Se levantó y dejó el rosario en la silla, corrió la cortina
y del bolsillo sacó unas gafas que se puso apoyadas en la punta de la nariz.
Algo ofensivo si lo piensan, ¿por qué se ponía gafas?, ¿Qué creía que tenía
entre las piernas?
―En fin, le advierto que tengo un esparadrapo en el escroto,
¿Sabe lo que es el escroto, no?
La monja me miró con las labios prietos y enarcando las
cejas.
―Conozco el término. ¿Puede decirme por qué tiene usted un
esparadrapo en tal zona?
Seguí a de pie, me acerqué a su mesa y encendí una lámpara y
comencé a desabrocharme los pantalones, comprendí que esa situación me daba
cierta permisividad para el sarcasmo así que actué.
―Su dios, que controla los aguacates, las mariposas, y las verrugas
decidió que el mejor lugar para colocar una, era mi miembro y ahí se posó,
enorme redonda y molesta, por eso el médico decidió extirpármela.

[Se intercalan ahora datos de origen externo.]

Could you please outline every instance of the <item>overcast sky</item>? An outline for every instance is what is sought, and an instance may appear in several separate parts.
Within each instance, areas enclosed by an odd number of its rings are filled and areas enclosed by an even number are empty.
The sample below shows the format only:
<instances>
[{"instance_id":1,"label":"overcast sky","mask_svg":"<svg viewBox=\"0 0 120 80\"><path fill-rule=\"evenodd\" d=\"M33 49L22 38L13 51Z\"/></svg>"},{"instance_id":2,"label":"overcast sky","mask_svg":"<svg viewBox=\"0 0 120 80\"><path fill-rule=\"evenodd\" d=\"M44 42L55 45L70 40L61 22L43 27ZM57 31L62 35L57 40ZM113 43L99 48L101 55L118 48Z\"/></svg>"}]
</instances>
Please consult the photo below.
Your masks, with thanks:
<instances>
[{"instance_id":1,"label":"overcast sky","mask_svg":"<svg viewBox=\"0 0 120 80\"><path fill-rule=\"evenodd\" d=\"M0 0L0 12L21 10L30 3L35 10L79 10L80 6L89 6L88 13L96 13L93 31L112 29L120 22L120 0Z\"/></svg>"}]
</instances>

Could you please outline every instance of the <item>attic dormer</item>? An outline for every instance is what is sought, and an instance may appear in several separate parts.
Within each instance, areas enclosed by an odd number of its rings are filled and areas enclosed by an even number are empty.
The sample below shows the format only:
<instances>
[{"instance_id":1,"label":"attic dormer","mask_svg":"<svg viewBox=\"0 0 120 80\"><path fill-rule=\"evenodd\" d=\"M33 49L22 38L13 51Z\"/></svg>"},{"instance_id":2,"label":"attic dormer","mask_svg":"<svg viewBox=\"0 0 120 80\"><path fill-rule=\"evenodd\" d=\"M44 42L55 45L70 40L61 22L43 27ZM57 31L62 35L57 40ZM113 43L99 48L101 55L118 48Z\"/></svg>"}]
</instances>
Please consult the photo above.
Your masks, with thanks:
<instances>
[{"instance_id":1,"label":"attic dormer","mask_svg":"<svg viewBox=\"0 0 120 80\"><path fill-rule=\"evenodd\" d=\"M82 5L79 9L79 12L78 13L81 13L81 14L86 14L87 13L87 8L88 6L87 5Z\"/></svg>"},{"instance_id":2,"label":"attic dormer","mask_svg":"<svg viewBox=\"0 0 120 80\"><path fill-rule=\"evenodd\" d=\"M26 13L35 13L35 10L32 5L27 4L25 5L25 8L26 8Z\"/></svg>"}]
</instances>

Cuando pronuncié la palabra extirpar ya tenía mi pene en la
mano, y eso hizo que me recorriese un escalofrío por la espalda. Ella, con la
flema eclesiástica que las caracteriza se acercó lentamente con las manos en la
espalda y miró atentamente, se acercó doblando la espalda y sujetó las gafas
con los dedos.
―Libre de argollas.
―Tal y como le dije.
―Puede irse.
Me guardé mis atributos en los pantalones y me dirigí a la
puerta.
―Por cierto ―dijo mientras corría las cortinas― buen
ejemplar.
Salí disparado del despacho, el médico me había recomendado
que huyese de las erecciones como de la peste, e imagino que si hubiese sabido
que la erección que me hizo saltar los puntos había sido causada por una monja,
me hubiese derivado sin lugar a dudas a un buen psiquiatra.